Although this might not be much so far, there is a few things that I would all ready do differently here these days. However the first thing that comes to mind would be to pull this code into some kind of module pattern. One way to go about making this code a little ore modular would be to turn this code that is just littered around in the global name space into just a single global object in the forum of an object literal.
So now I have the same code, working more or less the same way, but in an object literal module form.
I will not be getting into function programing an pure functions in detail here as that would be off topic. However I would say that taking code in a more functional direction is generally a good idea. It will result in code that is easier to follow and debug. In addition I have found that I do not like the idea of having a state object located in a module itself, but as an object that is outside of the module, and just use the module to create new state objects rather than directly mutating them.

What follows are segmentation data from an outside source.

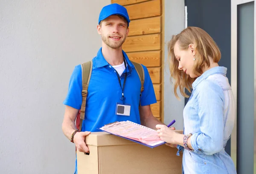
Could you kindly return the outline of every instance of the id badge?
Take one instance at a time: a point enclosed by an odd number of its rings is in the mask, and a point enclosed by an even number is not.
[[[122,104],[116,103],[116,114],[119,116],[130,116],[131,105],[128,104]]]

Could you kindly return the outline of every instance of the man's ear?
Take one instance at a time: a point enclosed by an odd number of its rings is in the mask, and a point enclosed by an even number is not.
[[[102,34],[102,29],[99,25],[97,26],[97,31],[98,32],[98,34],[99,35]]]
[[[192,44],[190,44],[189,45],[189,48],[190,49],[190,52],[191,52],[192,55],[193,56],[195,56],[196,54],[195,45]]]
[[[126,31],[126,37],[128,36],[128,34],[129,33],[129,28],[127,28],[127,31]]]

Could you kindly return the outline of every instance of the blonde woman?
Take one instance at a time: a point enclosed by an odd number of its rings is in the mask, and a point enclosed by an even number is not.
[[[224,150],[233,127],[235,104],[226,76],[219,67],[221,52],[203,29],[189,27],[168,43],[171,76],[186,97],[193,90],[183,112],[184,134],[164,125],[156,127],[161,139],[183,151],[183,174],[236,174],[234,163]]]

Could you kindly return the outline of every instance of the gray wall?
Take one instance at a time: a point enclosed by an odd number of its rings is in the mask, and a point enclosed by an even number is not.
[[[170,71],[168,64],[167,44],[172,36],[180,33],[185,28],[185,3],[184,0],[166,0],[165,1],[165,66],[164,66],[164,123],[169,124],[173,119],[176,129],[183,129],[183,109],[184,98],[180,95],[178,101],[173,92],[173,86],[170,81]]]
[[[0,173],[71,174],[61,125],[74,66],[101,45],[110,0],[0,1]]]

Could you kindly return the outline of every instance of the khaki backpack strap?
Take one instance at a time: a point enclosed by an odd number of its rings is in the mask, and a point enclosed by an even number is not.
[[[136,71],[137,72],[137,73],[139,75],[139,77],[140,77],[140,83],[141,84],[141,87],[140,88],[140,95],[141,95],[141,93],[144,90],[144,82],[145,78],[144,69],[143,68],[141,64],[138,64],[134,61],[131,61],[131,62],[134,66],[135,70],[136,70]]]
[[[79,130],[81,130],[83,120],[84,119],[84,113],[85,112],[85,106],[86,105],[86,98],[88,93],[88,86],[92,74],[93,62],[91,61],[81,64],[82,68],[82,83],[83,89],[82,90],[82,104],[81,105],[80,113],[80,122],[79,125]]]

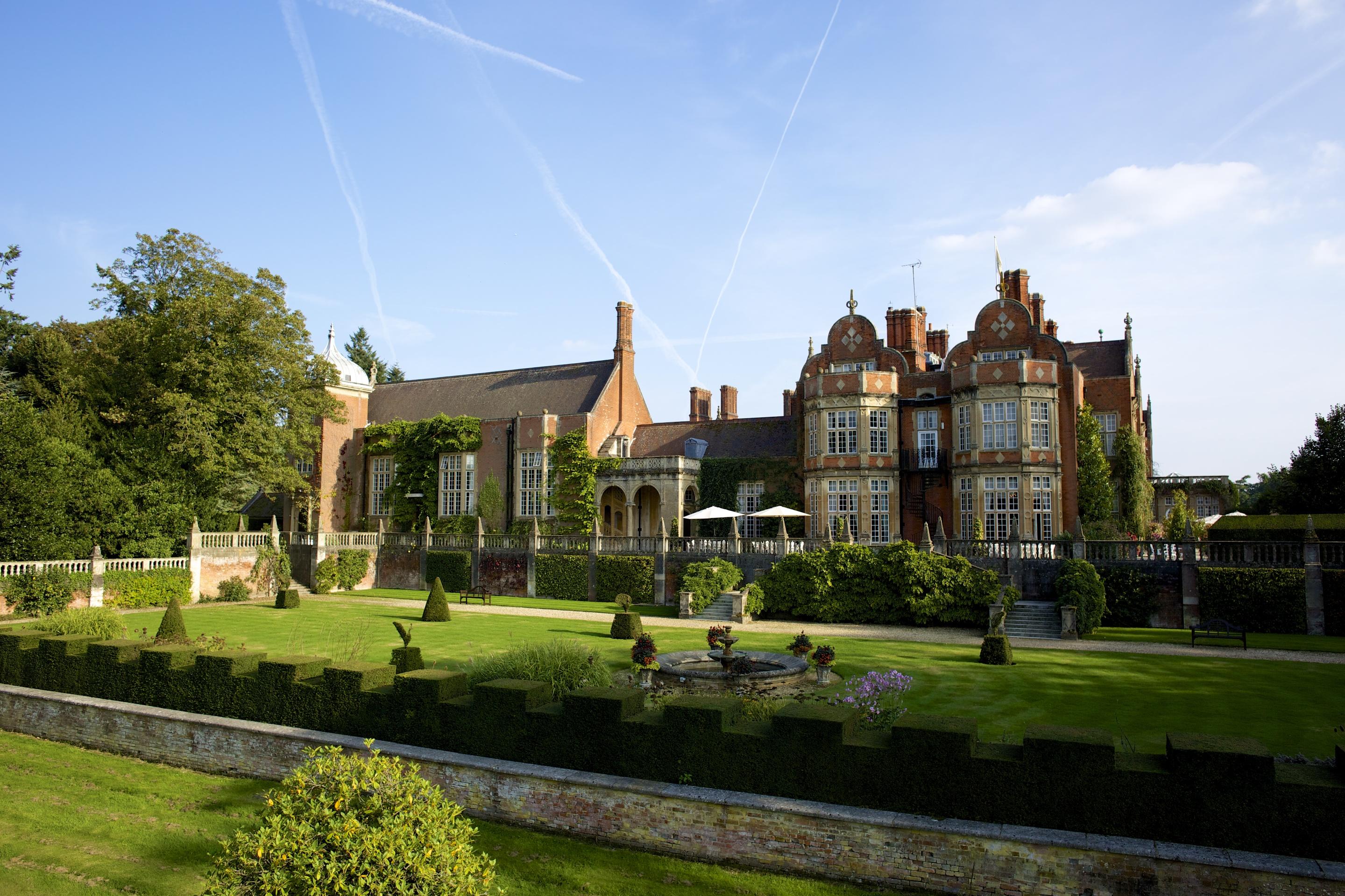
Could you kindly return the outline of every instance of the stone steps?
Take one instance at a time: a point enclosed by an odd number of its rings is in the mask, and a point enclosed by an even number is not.
[[[1005,617],[1005,634],[1060,641],[1060,610],[1049,600],[1020,600]]]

The basic point module that I made in the last section could be changed up just a little to create something that does more or less the same thing, but in a way in which it is more functional. The first thing to do is to pull the x and y variables that store the current state of something out of the module, and instead just have a method that will create a state object with those properties. I would then make the point object an argument that is passed to my move method rather than mutating these values that are part of the module itself. The next thing to do is to make the move method a pure function by making it so that it will return a new point object rather than directly mutating the source object that I pass to it as an argument.

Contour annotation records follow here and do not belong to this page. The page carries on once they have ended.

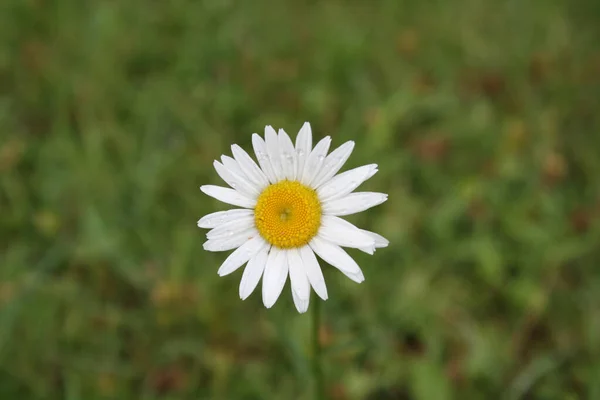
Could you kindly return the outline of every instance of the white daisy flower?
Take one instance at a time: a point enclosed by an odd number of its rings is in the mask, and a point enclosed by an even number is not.
[[[299,312],[306,312],[312,287],[327,300],[327,287],[315,253],[353,281],[365,278],[358,264],[342,249],[352,247],[373,254],[388,241],[357,228],[340,216],[354,214],[387,200],[387,194],[353,191],[375,175],[377,164],[337,174],[354,142],[327,155],[331,138],[312,148],[306,122],[296,145],[283,131],[265,128],[265,140],[252,135],[258,165],[240,146],[231,146],[233,158],[222,156],[214,167],[230,186],[205,185],[200,190],[224,203],[242,207],[202,217],[200,228],[210,228],[204,249],[235,251],[219,268],[228,275],[246,264],[240,283],[245,300],[262,277],[262,298],[275,304],[290,277],[292,297]]]

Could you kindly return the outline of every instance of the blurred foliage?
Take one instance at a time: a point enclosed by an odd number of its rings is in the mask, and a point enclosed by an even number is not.
[[[391,245],[323,265],[331,399],[600,399],[596,0],[0,2],[0,398],[309,399],[219,279],[212,160],[312,123]],[[258,291],[257,291],[258,292]],[[313,301],[315,296],[313,296]]]

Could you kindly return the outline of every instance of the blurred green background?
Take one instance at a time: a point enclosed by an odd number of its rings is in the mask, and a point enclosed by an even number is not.
[[[199,217],[271,124],[354,140],[328,396],[600,399],[596,0],[0,2],[0,399],[310,399],[310,317]],[[313,301],[315,296],[312,296]]]

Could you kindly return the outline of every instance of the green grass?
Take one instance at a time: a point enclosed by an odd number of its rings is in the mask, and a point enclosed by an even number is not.
[[[309,399],[309,316],[241,302],[196,227],[213,159],[308,120],[389,193],[350,218],[391,242],[351,251],[366,281],[323,265],[331,399],[599,399],[598,20],[0,2],[0,398]]]

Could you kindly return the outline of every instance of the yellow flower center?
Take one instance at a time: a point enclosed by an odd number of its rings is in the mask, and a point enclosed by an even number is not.
[[[254,222],[260,235],[273,246],[289,249],[307,244],[321,225],[317,192],[296,181],[281,181],[258,196]]]

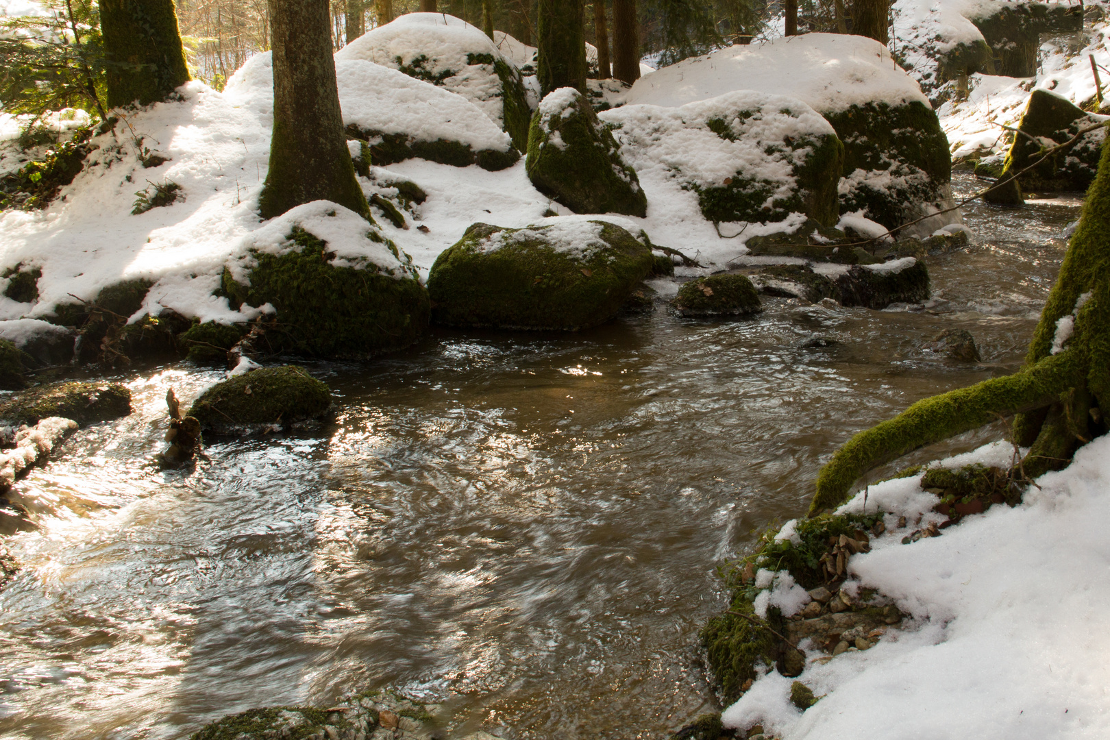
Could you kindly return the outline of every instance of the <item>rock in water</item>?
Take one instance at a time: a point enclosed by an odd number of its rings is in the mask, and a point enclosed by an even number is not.
[[[320,418],[332,406],[326,385],[296,365],[266,367],[216,383],[189,409],[216,434],[286,427]]]
[[[525,169],[536,190],[575,213],[643,216],[647,196],[618,150],[586,97],[559,88],[532,116]]]
[[[653,264],[647,246],[604,221],[476,223],[436,259],[427,286],[438,324],[575,331],[613,318]]]
[[[763,311],[759,294],[744,275],[698,277],[678,288],[670,307],[684,318],[750,316]]]
[[[1086,191],[1094,181],[1099,166],[1104,128],[1086,133],[1074,144],[1051,154],[1029,172],[1016,175],[1042,156],[1045,143],[1062,144],[1104,119],[1076,108],[1071,101],[1054,92],[1033,90],[1018,124],[1021,133],[1015,135],[999,184],[988,191],[983,200],[1000,205],[1020,205],[1025,202],[1022,192]],[[1036,141],[1030,141],[1029,136]]]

3 - Appending methods to an object literal rather than just doing everything when creating it in the first place
One more thing abut the object literal pattern is that sooner or later I find myself pulling methods out of the object literal that is used to create the object in the first place, and instead append methods to the object after it is created. So far there are not many reasons to do this, but as the module continues to grow, and if it does transition into another pattern I have found that doing this becomes more important.
As a module continues to grow I might want to break the object literal pattern at some point. One reason why might be because I just want to have a main function that I call off of the main global of the module. If so it is not to hard to transition into that if I follow the object literal pattern a certain way where I am appending to the object. In that case I just need to make the object literal a function in place of just a plain old object, and preserve the properties of the old object pattern.

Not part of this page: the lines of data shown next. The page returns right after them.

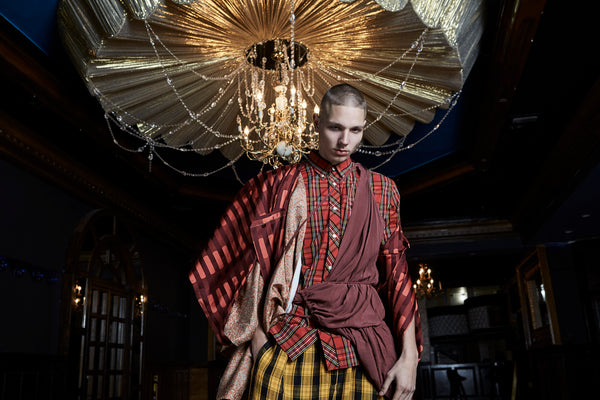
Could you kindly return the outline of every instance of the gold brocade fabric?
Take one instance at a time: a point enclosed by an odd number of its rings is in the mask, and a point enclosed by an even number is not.
[[[408,135],[462,88],[483,17],[482,0],[296,0],[295,41],[308,59],[295,73],[312,87],[308,110],[347,82],[366,95],[368,142]],[[238,98],[257,68],[246,52],[290,38],[288,1],[61,0],[57,18],[90,93],[122,126],[230,160],[242,152]]]

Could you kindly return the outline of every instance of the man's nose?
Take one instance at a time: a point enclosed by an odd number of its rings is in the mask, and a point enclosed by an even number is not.
[[[349,139],[349,134],[350,132],[348,132],[347,129],[344,129],[343,131],[340,132],[340,136],[338,137],[338,143],[339,144],[343,144],[343,145],[347,145],[348,144],[348,139]]]

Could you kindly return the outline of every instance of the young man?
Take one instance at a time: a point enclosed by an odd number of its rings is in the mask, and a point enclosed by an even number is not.
[[[190,273],[231,356],[219,399],[412,398],[422,344],[400,196],[350,159],[362,94],[334,86],[320,110],[318,152],[250,181]]]

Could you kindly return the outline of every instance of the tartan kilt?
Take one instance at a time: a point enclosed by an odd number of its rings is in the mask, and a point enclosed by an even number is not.
[[[290,360],[272,341],[252,367],[249,400],[376,400],[377,388],[361,367],[328,371],[317,343]]]

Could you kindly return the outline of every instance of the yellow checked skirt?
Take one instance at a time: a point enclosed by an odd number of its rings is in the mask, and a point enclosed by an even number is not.
[[[249,400],[383,399],[360,367],[327,371],[315,343],[295,360],[274,343],[259,351],[252,368]]]

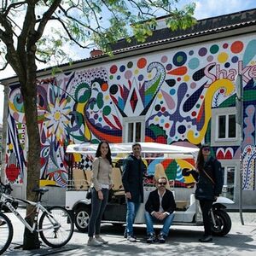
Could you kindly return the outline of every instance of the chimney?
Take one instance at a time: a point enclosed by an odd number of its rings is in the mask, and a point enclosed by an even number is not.
[[[102,55],[103,51],[101,49],[93,49],[90,52],[90,55],[91,58],[96,57],[97,55]]]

Another reason why I would want to break the pattern is to have some helper methods or additional objects or values of one kind or another private from the public API. One of the drawbacks of using the object literal pattern is that everything has to be public, and in some cases this is not always such a great thing. One way to help make a few things private would be the have a Immediately Invoked Function Expression or IIFE and then have the public API returned inside the body of this IIFE.
This kind of module pattern is often what I end up with when I keep working on a module for a while and keep anding things on. Sooner or later I want to write at least a few private internal helper methods that I do not need or what to be part of the public API. making use of an IIFE or some other module patter is just what ends up needed to happen often sooner or later. Still I would say that an object literal is a good starting point, and as things move forward it is not always to hard to transition into something else as log as I keep things structured in a certain way.